もしあなたが、ブタインフルエンザ症例が見つかっている地域に住んでいてインフルエンザに似た症状(発熱、体の痛み、鼻水、のどの痛み、吐き気、嘔吐、下痢)があり、特にもしあなたが自身の症状について心配をするならば、かかりつけの医療機関に連絡をしてもよいもしれません。あなたのかかりつけの医療機関はインフルエンザの検査または治療が必要かどうか決めるでしょう。
もし、あなたがかかっている場合、あなたは家にとどまる方が良く、他人にあなたの病気を広めないために他人との接触をできるだけ避けるべきです。
もし、あなたの具合が悪くなり、次のような危険な症状のいずれかがある場合は、救急医療機関を受診してください。

子供の場合、緊急の医学的監視が必要な「危険信号」には次のようなものがあります:
呼吸が速い、または息がしにくい
皮膚の色が青白い
水分をあまり摂れない
起きないまたは他人と関わりたがらない
子供がイライラして抱っこをされたがらない
インフルエンザのような症状が改善したが、再び症状が現れ、熱と咳が悪化した場合
発疹を伴う熱

大人の場合、緊急の医学的監視が必要な「危険信号」には次のようなものがあります:
呼吸困難または息切れ
胸またはお腹の痛みまたは圧迫感
突然のめまい
精神錯乱
重度または持続的な嘔吐

(出典:Infectious Disease Surveillance Center



さらに、多くの人に接する可能性のある100職種の公務員にワクチン優先接種するという政府試案もあり、公務員だけでなく民間の職種に従事する人も自主的な対策を各自取っていくことも大切でしょう。

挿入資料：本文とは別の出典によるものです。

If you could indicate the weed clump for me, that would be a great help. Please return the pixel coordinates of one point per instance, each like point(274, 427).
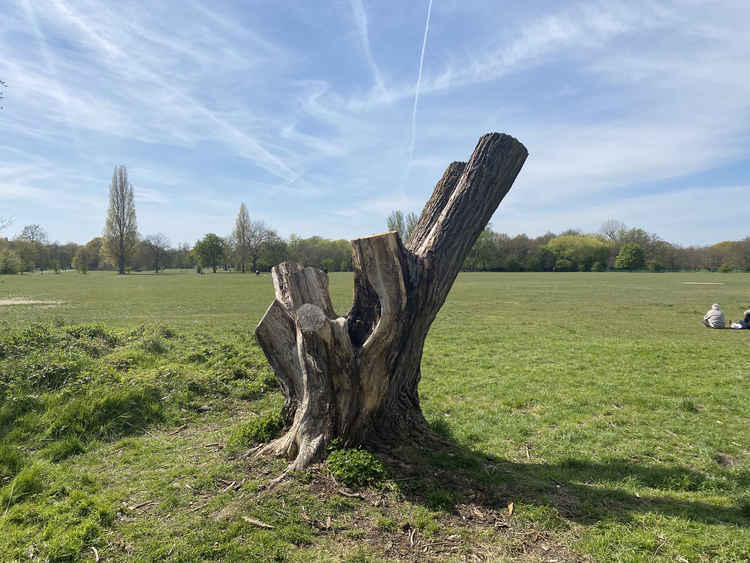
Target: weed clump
point(356, 467)
point(258, 430)
point(28, 482)
point(116, 413)
point(11, 462)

日本では大型連休が始まったばかりです。今後の動向に常にアンテナを張っておくことは大切なことでしょう。



追記:
WHOは29日、新型インフルエンザへの警戒レベルをこれまでの「フェーズ4」から「フェーズ5」に引き上げたと発表しました。
メキシコ以外でも新型インフルエンザの感染による死者が出たほか、欧州諸国やニュージーランドなどに感染が広がり、世界的な大流行(パンデミック)の一歩手前の状態を意味する警戒レベルとなりました。